One of my team members shared an anecdote, where ChatGPT described a taco recipe in a distinctly Americanized way rather than the Latino version. This highlights the importance of recognizing cultural nuances. So when we think about a conversational AI system, we need to be attentive to the local context, cultural nuances and the issues that resonate with a particular audience. It’s not solely about the type of knowledge you are sharing with people, but also fundamentally, do you really recognize their culture? Equitable AI systems should capture and honor cultural intricacies.

Should there be – as opposed to industrial proprietorship – publicly funded development of AI tools?

There are two key points to address here. From the researcher’s standpoint, algorithm auditing plays an important role. Researchers want to demystify the black box, looking for a deeper understanding through user interfaces and  data access. The more intricate facet involves the wider ecosystem, encompassing companies, researchers, and regulators. This taps into a larger concern – the collaborative framework required for transparency. While initiatives like Open AI’s grant calls for democratic input are steps in the right direction, the core question remains: What shape should this transparent system take? And who ensures that transparency and open-sourcing are upheld rather than being driven by specific researchers or companies?

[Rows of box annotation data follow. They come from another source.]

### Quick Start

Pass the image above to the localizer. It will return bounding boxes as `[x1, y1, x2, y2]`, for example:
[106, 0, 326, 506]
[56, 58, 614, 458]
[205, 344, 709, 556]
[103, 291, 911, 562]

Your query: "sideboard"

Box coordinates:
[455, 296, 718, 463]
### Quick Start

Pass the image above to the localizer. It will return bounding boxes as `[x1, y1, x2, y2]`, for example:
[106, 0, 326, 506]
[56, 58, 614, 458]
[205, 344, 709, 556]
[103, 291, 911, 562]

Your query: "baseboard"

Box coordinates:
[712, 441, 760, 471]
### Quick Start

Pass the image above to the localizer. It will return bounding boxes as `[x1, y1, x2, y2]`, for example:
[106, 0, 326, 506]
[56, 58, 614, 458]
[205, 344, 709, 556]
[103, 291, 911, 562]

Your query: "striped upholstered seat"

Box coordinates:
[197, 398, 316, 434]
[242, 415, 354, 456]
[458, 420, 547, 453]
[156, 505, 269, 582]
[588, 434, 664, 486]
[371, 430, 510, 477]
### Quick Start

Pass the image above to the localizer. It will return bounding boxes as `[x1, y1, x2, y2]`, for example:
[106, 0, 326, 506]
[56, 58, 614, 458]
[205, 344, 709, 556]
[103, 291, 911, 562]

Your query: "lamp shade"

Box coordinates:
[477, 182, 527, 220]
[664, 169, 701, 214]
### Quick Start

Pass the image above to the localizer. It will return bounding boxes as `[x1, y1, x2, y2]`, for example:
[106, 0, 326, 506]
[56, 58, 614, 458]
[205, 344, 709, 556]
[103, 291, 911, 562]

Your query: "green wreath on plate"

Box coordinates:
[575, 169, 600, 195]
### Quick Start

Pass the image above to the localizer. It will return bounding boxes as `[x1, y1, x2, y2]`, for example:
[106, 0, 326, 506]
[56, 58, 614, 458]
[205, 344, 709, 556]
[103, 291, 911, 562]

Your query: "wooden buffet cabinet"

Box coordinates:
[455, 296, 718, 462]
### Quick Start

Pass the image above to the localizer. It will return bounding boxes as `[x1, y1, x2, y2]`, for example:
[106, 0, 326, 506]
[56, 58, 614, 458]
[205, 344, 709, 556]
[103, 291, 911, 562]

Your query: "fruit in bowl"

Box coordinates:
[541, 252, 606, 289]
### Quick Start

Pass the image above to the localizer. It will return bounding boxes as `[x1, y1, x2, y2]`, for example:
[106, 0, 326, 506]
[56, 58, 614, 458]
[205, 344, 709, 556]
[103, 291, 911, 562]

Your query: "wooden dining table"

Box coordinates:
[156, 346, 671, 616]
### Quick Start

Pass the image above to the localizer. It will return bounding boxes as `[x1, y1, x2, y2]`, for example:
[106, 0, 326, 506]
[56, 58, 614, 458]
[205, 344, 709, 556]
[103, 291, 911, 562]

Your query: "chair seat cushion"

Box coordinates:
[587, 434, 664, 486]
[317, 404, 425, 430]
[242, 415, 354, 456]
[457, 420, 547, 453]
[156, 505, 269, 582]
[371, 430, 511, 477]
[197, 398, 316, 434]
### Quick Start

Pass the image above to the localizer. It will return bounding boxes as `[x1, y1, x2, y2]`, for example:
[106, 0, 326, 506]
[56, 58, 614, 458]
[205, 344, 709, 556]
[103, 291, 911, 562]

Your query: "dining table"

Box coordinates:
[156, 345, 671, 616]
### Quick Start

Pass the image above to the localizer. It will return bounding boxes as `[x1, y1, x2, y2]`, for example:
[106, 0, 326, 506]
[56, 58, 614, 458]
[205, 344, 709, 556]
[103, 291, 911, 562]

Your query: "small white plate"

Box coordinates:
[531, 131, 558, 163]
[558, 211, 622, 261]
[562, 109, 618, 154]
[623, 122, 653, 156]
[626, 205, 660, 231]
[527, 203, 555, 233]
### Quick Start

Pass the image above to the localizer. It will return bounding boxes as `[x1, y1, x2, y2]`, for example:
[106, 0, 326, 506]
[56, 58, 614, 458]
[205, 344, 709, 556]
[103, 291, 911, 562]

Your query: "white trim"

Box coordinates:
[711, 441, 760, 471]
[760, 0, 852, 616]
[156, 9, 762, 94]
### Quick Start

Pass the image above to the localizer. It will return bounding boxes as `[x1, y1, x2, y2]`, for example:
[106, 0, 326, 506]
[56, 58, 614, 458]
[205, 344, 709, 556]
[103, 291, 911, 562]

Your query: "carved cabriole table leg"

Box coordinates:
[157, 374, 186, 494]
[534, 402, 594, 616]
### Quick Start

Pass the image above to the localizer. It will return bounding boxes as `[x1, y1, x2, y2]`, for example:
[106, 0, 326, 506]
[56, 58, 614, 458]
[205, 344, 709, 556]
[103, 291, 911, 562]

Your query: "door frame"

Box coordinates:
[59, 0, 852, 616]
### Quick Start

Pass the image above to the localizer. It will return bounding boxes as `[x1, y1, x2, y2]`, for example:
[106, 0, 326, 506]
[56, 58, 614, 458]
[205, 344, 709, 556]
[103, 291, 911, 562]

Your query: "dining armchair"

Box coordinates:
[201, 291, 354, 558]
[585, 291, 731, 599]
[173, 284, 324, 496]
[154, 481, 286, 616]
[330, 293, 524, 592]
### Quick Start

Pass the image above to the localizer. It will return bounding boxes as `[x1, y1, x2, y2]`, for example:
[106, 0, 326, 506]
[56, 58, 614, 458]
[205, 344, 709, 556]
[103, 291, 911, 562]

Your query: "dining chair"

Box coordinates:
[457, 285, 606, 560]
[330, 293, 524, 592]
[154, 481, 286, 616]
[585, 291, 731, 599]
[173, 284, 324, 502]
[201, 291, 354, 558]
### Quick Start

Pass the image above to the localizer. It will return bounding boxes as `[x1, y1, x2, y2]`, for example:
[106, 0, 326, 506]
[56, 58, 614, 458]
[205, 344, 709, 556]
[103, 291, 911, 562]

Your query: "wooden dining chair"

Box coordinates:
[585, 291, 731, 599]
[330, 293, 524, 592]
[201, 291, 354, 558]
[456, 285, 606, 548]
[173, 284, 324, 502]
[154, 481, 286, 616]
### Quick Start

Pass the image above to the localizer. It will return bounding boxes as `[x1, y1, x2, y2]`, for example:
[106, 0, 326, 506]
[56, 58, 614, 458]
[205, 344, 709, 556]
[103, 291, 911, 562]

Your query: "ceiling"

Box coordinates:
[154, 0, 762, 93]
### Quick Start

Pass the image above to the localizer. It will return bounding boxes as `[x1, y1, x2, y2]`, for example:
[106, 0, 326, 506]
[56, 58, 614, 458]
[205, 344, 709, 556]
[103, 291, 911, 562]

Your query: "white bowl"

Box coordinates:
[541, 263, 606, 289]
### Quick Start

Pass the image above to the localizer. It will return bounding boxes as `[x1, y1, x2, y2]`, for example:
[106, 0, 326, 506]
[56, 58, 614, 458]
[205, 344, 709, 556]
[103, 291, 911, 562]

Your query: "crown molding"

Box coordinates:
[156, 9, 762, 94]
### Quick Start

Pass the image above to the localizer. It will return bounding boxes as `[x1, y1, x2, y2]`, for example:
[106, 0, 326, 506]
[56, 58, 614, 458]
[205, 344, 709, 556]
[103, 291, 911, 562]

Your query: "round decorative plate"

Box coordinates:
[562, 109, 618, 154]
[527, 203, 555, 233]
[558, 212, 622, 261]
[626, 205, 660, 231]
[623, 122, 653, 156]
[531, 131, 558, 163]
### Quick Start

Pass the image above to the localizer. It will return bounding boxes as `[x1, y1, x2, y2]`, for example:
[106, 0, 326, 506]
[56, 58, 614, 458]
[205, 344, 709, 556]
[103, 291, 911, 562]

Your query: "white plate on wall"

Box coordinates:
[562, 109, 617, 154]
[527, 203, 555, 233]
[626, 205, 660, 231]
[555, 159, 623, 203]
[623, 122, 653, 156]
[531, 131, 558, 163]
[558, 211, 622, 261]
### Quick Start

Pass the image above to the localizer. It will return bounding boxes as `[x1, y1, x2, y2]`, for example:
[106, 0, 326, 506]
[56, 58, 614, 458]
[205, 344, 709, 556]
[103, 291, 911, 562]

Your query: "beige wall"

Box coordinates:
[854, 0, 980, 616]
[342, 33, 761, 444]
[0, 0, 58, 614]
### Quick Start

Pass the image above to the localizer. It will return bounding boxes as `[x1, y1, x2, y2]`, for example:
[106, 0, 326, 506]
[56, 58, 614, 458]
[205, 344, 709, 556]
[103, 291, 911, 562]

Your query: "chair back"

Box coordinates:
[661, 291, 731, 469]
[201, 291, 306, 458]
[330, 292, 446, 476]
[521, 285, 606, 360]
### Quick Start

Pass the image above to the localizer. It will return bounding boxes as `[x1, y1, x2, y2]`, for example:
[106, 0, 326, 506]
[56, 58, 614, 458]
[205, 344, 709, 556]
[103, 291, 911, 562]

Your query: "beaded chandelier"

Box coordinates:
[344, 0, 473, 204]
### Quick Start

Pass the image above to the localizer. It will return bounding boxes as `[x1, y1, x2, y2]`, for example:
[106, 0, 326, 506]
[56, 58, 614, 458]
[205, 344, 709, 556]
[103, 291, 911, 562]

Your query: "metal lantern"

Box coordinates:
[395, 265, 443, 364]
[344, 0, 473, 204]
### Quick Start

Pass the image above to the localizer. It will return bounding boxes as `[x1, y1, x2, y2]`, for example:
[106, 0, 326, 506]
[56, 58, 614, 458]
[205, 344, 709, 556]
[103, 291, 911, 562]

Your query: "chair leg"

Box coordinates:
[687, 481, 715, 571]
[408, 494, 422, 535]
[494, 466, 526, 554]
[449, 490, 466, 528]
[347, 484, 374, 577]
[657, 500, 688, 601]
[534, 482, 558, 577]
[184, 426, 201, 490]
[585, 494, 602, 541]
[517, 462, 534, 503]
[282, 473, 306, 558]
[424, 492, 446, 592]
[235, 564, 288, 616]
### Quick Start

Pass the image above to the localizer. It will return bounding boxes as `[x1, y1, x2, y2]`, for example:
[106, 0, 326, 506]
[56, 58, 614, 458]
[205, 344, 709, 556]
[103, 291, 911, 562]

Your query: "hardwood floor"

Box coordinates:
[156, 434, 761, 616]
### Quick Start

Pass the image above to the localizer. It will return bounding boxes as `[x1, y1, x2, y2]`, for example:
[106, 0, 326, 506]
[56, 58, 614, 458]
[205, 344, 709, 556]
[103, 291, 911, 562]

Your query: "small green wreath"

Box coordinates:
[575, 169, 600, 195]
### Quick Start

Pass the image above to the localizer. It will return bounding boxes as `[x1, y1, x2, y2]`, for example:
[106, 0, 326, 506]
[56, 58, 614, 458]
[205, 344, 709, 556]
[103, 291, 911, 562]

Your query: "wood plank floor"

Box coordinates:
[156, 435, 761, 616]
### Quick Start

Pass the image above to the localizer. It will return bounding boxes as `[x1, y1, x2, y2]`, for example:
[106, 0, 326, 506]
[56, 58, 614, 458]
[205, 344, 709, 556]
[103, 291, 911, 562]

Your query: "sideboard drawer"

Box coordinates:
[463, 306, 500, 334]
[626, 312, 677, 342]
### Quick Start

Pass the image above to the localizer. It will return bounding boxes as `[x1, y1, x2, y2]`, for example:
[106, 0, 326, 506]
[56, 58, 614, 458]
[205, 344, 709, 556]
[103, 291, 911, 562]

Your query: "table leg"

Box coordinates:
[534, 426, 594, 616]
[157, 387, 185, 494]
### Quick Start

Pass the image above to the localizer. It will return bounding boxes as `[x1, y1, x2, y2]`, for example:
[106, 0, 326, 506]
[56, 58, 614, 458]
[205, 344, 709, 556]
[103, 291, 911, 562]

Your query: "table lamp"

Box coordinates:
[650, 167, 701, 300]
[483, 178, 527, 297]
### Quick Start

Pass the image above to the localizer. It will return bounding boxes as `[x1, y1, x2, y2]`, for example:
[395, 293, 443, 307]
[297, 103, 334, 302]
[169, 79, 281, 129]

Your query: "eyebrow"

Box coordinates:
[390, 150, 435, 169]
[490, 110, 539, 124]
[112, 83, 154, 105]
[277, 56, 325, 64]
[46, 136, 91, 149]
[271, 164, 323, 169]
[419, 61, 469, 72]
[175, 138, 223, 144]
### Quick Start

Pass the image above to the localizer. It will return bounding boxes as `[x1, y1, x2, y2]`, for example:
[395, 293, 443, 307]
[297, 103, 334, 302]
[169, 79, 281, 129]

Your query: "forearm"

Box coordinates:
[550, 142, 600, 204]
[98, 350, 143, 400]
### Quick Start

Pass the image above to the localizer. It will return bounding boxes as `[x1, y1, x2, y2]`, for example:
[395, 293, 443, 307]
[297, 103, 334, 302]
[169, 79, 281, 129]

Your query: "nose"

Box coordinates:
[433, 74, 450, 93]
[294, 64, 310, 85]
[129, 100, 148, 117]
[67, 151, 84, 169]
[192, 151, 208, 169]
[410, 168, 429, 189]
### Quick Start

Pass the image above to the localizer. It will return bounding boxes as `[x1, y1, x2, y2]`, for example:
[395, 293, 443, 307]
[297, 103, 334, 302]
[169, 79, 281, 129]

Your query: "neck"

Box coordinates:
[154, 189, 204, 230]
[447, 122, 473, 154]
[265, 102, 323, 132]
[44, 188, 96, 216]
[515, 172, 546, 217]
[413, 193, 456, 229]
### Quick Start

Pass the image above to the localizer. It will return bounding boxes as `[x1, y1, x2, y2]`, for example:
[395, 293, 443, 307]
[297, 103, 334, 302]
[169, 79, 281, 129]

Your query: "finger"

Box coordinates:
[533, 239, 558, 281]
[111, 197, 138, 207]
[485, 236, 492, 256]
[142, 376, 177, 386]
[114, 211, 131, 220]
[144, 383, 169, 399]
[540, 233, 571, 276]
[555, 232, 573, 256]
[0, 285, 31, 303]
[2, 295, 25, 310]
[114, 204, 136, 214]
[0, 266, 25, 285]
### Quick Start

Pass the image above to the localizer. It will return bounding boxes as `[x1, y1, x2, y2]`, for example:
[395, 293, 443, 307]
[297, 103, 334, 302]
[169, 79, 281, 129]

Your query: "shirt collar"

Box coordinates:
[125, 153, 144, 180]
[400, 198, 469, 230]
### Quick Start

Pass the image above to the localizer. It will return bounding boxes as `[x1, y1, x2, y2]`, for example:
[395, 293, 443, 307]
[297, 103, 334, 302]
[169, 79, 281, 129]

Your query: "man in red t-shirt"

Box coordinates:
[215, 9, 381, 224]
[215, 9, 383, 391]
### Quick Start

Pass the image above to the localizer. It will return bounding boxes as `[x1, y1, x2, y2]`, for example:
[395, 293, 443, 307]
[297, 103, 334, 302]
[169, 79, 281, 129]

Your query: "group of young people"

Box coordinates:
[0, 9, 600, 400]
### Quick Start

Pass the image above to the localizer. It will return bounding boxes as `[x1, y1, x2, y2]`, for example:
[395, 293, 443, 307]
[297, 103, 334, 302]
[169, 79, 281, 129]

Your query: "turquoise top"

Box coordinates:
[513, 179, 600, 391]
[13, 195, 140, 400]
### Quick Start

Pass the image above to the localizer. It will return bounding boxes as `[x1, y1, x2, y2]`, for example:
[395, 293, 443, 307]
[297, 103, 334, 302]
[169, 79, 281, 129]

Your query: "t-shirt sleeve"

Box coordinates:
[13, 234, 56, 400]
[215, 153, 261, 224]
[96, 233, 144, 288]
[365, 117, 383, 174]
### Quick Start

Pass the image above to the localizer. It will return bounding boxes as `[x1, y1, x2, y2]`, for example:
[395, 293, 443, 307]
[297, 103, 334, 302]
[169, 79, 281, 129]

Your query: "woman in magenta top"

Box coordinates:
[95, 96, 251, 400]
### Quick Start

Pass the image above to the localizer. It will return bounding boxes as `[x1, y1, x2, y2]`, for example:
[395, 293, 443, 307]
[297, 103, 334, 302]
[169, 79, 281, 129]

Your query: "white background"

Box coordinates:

„Ideally, the public needs to be involved, not just the one public or a certain public, but the publics, the plural form.“ Dr. Kaiping Chen

This requires a comprehensive system. Firstly, funding mechanisms for such research need careful consideration. Secondly, and more importantly, who is the entity responsible for ensuring transparency in AI development? Ideally, the public needs to be involved, not just the one public or a certain public, but the publics, the plural form. It’s those people who share a different perspective, who have different opinions about the issue. They need to be involved, engaged into this whole conversation of how we build this system.

You propose a framework to audit equity in conversational AI that may also be used to audit the later versions of GPT. Could you explain what we need to keep in mind when auditing AI systems regarding equity?

Technology is evolving rapidly. Within the two years since we conducted the research, we saw Chat-GPT, GPT-3, GPT-4. And we researchers have some catching up to do. Our findings show that we need to go beyond the conventional discussions of gender and race and explore how systems communicate with individuals holding diverse values, attitudes, and perspectives. As technology advances, so too must our strategies to ensure a harmonious intersection between user engagement, education, and evolving AI dynamics.

Our auditing framework centers around three important pillars: diversity in who is engaged in the system creation and assessment, comparability in user experience and learning across different groups as well as comparability in the use of evidence styles towards different groups. Our framework includes the process from inviting participants to the table to scrutinizing dialogue nuances and finally evaluating user experiences and learning. It’s a dynamic process, emphasizing the interplay between diversity, education, and conversation – something we should keep in mind if we are investigating equitable and effective human-computer interaction.


Further reading

Chen, K., Shao, A., Burapacheep, J., & Li, Y. (2022). A critical appraisal of equity in conversational AI: Evidence from auditing GPT-3’s dialogues with different publics on climate change and Black Lives Matter. arXiv preprint: 2209.13627.